Finally, we chose the answer with the largest weight as the final answer.

Therefore, the final answer obtained according to the Causal Prompting method is 125.

## G.2 Case on HotpotQA

Intermediate output details of a HotpotQA example.

#### Context

The Walton family is an American family whose collective fortune makes them among the richest families in the world. The majority of their wealth derives from the heritage of Bud and Sam Walton, who were the co-founders of the world's largest retailer, Walmart. The three most prominent living members (Jim, Rob and Alice) have consistently been in the top ten of the "Forbes" 400 since 2001, as were John (2005) and Helen (2007) prior to their deaths. Christy Walton took her husband John's place after his death. Helen Robson Kemper Walton (December 3, 1919 - April 19, 2007) was the wife of Wal-Mart and Sam's Club founder Sam Walton. At one point in her life, she was the richest American and the eleventh-richest woman in the world.

#### Question

Who was the husband of the prominent Walton family member who died after John died in 2005?

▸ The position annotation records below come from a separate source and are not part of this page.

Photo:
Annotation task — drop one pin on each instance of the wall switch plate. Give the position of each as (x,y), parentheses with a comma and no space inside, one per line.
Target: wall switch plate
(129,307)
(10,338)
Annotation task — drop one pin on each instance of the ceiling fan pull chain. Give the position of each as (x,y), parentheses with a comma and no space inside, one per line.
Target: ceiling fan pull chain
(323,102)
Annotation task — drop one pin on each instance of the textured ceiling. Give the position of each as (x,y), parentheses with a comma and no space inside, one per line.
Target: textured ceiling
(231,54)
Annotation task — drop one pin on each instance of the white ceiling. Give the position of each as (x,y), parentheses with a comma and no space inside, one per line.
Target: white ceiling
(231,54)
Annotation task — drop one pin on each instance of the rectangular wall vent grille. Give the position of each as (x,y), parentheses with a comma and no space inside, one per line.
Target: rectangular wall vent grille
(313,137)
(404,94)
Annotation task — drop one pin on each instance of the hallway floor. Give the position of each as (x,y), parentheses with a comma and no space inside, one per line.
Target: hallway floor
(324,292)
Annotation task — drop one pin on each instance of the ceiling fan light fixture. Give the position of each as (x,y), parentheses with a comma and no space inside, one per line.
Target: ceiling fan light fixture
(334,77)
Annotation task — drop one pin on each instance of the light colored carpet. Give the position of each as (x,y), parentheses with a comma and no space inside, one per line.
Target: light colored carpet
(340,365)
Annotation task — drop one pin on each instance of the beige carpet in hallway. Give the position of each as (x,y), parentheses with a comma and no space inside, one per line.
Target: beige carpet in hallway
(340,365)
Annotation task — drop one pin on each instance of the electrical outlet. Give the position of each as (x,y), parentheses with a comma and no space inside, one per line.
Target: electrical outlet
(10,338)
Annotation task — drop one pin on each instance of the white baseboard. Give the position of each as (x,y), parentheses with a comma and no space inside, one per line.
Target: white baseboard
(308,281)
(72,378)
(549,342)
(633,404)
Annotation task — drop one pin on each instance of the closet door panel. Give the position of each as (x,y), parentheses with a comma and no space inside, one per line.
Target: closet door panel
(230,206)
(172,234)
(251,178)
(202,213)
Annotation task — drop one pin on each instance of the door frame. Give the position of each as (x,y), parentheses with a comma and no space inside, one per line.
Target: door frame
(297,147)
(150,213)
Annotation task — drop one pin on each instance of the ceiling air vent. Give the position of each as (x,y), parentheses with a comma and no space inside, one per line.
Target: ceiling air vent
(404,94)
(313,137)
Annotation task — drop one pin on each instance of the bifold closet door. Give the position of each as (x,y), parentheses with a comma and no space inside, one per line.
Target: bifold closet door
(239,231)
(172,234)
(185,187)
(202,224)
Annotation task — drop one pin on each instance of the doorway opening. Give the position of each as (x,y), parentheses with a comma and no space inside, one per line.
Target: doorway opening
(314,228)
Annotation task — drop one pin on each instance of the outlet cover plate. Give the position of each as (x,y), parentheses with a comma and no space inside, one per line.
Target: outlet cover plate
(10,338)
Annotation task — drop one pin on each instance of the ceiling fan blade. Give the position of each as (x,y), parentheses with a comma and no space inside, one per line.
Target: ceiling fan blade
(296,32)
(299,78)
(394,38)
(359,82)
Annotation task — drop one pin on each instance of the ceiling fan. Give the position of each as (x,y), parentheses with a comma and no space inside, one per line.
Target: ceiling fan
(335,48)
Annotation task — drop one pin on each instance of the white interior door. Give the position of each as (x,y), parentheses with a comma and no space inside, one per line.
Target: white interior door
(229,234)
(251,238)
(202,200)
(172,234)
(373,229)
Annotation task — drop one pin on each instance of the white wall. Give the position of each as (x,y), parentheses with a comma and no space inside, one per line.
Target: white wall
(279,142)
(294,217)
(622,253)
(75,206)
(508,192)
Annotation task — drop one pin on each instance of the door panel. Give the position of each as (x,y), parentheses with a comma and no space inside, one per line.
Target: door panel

(The correct answer is Sam Walton)

#### Outputs from CoT-SC

The number of chain-of-thoughts  $m=40$ .

Answer voting results:

$$P(A = \text{John}|X) = 13/40 = 0.325$$

$$P(A = \text{SamWalton}|X) = 12/40 = 0.3$$

$$P(A = \text{JohnWalton}|X) = 9/40 = 0.225$$

...

(Omit answers with fewer votes)

Therefore, the final answer obtained according to the COT-SC method is John.

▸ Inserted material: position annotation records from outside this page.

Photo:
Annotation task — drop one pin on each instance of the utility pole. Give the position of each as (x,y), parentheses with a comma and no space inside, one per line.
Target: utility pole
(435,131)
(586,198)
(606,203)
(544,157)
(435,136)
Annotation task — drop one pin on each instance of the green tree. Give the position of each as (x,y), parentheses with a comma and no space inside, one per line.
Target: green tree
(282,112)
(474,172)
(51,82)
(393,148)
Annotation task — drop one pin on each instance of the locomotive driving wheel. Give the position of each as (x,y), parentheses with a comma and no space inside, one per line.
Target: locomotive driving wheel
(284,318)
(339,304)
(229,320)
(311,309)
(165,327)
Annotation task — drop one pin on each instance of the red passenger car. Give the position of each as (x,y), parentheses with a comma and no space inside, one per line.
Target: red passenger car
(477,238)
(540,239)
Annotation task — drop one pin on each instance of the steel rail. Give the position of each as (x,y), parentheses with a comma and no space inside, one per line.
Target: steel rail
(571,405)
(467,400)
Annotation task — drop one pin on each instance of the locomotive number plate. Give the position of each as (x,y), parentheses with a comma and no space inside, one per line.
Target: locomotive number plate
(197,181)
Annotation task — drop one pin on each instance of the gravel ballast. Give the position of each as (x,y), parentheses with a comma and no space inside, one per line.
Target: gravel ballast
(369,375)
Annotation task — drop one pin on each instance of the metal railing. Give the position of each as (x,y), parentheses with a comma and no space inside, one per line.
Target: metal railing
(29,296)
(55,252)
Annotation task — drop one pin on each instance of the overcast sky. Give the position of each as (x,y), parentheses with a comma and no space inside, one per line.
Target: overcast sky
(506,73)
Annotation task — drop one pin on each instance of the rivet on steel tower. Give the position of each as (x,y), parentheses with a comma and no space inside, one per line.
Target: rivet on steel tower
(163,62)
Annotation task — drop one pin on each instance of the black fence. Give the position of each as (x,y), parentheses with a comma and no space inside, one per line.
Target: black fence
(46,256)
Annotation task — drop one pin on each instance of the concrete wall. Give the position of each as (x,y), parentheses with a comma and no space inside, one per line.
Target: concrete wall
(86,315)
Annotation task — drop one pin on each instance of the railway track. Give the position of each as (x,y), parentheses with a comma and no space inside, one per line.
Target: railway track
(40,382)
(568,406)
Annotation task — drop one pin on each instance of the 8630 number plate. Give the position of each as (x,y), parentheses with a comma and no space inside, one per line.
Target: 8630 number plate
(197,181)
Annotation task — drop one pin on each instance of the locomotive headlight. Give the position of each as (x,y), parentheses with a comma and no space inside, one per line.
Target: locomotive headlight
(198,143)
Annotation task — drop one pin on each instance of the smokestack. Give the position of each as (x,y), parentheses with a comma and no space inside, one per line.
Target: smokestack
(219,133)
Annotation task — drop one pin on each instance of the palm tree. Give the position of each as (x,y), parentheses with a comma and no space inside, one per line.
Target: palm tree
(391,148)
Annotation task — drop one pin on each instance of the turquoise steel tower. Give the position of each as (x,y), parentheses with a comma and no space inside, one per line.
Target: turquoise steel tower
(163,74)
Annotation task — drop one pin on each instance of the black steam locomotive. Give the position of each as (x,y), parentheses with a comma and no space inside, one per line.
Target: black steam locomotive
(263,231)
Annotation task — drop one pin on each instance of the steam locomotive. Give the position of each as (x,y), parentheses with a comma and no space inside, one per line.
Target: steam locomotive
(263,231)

An example of an error is shown:

Step 1: Identify the prominent Walton family member who died after John died in 2005. Helen Robson Kemper Walton died in 2007.

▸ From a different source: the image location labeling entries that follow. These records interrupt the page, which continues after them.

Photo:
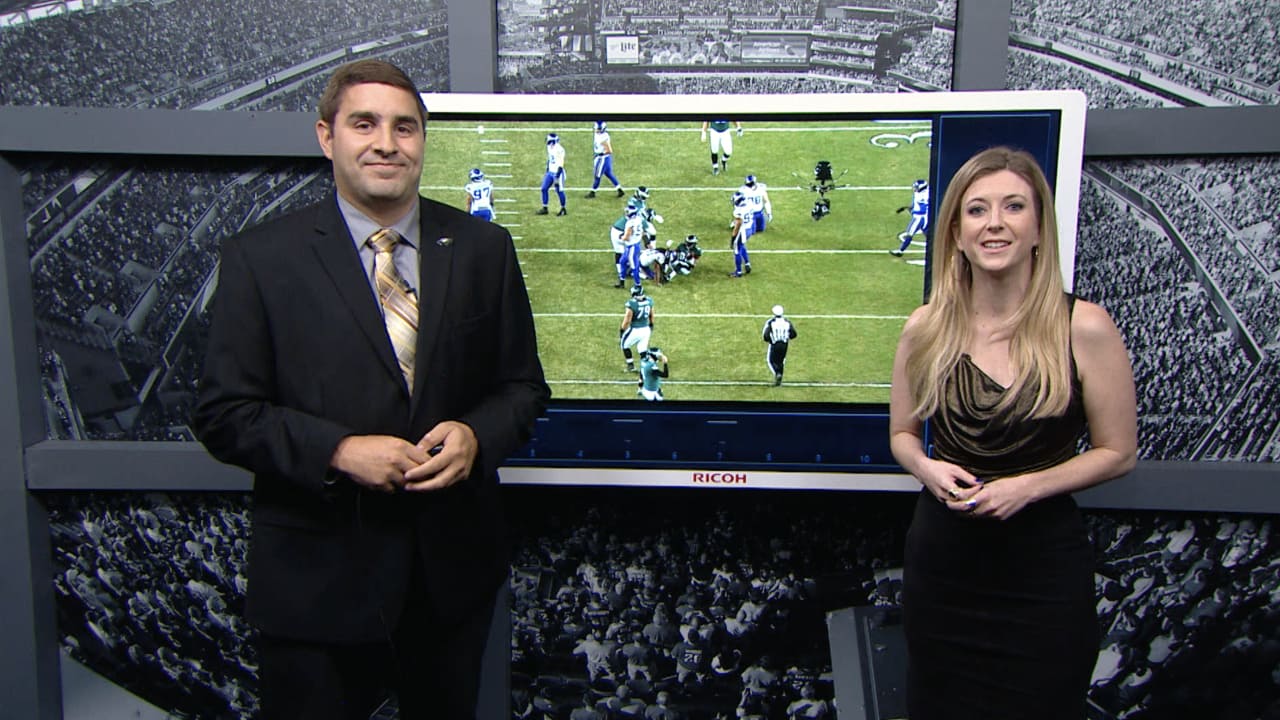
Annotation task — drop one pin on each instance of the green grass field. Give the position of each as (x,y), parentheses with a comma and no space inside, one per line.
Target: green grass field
(841,288)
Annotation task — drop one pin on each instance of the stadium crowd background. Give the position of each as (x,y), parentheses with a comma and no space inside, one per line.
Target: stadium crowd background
(150,586)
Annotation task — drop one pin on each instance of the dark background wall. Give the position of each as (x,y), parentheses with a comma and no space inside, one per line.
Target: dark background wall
(209,122)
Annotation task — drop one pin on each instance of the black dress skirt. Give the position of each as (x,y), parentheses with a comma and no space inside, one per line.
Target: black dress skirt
(1000,616)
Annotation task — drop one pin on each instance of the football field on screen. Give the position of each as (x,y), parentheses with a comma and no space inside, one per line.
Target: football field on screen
(836,279)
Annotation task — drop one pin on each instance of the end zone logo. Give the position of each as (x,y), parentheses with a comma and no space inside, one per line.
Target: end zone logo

Step 2: Determine who Helen was married to. Helen was the wife of Sam Walton.

Step 3: Identify who took Helen's place after her death. Christy Walton took her husband John's place after his death.

Step 4: Determine who John is. John is the husband of Christy Walton.

Step 5: Combine the information to answer the question. The husband of the prominent Walton family member who died after John died in 2005 is John.Therefore, the answer is: **John**.

### Cluster results

The number of chain-of-thoughts selected from clustering results  $k=8$ .

-----  
CoT-1:  $P(r_1|X) = 0.325$   
-----

Step 1: Identify the prominent Walton family member who died after John died in 2005. According to the text, Helen Robson Kemper Walton died in 2007.

Step 2: Determine who Helen's husband was. According to the text, Helen was the wife of Sam Walton.

Step 3: Determine who John's wife was. According to the text, John's wife was Christy Walton.

Step 4: Combine the information to answer the question. Since Helen was Sam's wife and Christy is John's wife, it means that John is not Helen's husband. Therefore, the answer is: Sam Walton.

-----  
CoT-2:  $P(r_2|X) = 0.25$   
-----

Step 1: Identify the prominent Walton family member who died after John died in 2005. The prominent Walton family member who died after John died in 2005 is Helen (d. 2007).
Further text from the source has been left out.